Worker Worries Are the Seeds of Worker Action

Apps like Uber benefit from making their workers strangers to one another. So what happens when workers start caring for one another?

There exist no break rooms or bathrooms for platform delivery workers. For ride-hail drivers, there are no visual markings beyond small stickers or dashboard lights, because most drivers use their own cars. For grocery shoppers filling orders for online clients, there is no formal way to recognize one another in the aisles. The platform workplace, at its core, is spatially and socially atomized. It is made up of strangers. Perhaps the same might be said for most workplaces, to an extent. Yet the app-based workplaces of delivery workers, ride-hail drivers, and grocery shoppers are unique, particularly because of the extremes to which platforms go to build and maintain barriers between workers. Indeed, it is no exaggeration to say that apps, both implicitly and explicitly, are designed to keep workers strangers to one another.

This atomization and isolation makes it all the more worthy of note, then, when these strangers—that is, workers on the same platform—worry about one another. Especially in the midst of their own hardships.

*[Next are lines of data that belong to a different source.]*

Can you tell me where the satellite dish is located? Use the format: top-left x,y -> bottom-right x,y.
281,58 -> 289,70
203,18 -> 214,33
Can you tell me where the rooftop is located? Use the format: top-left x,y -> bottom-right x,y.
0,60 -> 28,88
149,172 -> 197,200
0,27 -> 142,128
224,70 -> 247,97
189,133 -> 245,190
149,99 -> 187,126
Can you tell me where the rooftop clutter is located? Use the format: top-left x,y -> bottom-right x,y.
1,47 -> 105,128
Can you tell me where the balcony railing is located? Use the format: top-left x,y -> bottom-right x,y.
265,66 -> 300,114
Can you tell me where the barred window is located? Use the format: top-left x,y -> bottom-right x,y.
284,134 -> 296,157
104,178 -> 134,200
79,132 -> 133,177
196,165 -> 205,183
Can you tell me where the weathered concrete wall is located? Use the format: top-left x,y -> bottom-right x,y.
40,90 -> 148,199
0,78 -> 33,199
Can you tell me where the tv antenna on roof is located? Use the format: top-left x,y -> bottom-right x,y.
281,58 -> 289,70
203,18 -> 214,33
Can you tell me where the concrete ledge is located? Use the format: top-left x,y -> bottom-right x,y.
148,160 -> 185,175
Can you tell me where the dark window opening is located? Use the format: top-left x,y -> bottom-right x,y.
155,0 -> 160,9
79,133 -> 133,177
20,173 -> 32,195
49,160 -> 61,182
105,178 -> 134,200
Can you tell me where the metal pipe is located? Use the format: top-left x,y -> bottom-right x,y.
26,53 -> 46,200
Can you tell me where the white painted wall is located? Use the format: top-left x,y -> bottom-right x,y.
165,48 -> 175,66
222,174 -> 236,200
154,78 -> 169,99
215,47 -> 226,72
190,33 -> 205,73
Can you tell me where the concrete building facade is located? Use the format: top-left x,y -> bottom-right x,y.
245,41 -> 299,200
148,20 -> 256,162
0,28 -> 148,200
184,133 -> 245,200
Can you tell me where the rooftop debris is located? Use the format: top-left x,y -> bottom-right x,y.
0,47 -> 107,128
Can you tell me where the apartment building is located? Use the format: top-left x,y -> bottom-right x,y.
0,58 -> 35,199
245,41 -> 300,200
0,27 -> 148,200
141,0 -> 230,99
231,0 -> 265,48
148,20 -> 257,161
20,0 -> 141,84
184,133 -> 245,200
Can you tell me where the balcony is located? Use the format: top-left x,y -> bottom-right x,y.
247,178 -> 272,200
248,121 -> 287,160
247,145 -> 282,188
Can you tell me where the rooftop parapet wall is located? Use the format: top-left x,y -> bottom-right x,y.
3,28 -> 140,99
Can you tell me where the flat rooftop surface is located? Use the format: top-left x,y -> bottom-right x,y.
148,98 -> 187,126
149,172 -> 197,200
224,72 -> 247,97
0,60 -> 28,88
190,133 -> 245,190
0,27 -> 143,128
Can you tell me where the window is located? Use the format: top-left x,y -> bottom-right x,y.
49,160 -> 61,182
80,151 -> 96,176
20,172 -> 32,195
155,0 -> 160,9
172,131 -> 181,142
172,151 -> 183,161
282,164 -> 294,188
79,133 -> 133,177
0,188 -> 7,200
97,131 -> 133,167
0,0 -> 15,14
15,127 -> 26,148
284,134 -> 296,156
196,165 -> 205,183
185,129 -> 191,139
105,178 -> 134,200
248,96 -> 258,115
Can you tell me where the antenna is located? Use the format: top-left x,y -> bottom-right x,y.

For Mateo,1 a 35-year-old Peruvian immigrant, the pandemic has meant not only the end of his job as a valet manager in Washington, DC. It has also meant the end of four years of work as an Uber driver. When we spoke in July, Mateo said: “Sometimes I leave the Uber app open five hours. I don’t get any trip. It’s terrible.”2 He tried to drive for Uber Eats and Grubhub but couldn’t get approved on one app or snag orders on the other. And yet, in the midst of his own severe concerns, Mateo worries about his peers, including those who leased cars to drive for these platforms: “It’s $215 average every week [for the lease]! How you gonna pay that? So I really don’t know how they are doing it.”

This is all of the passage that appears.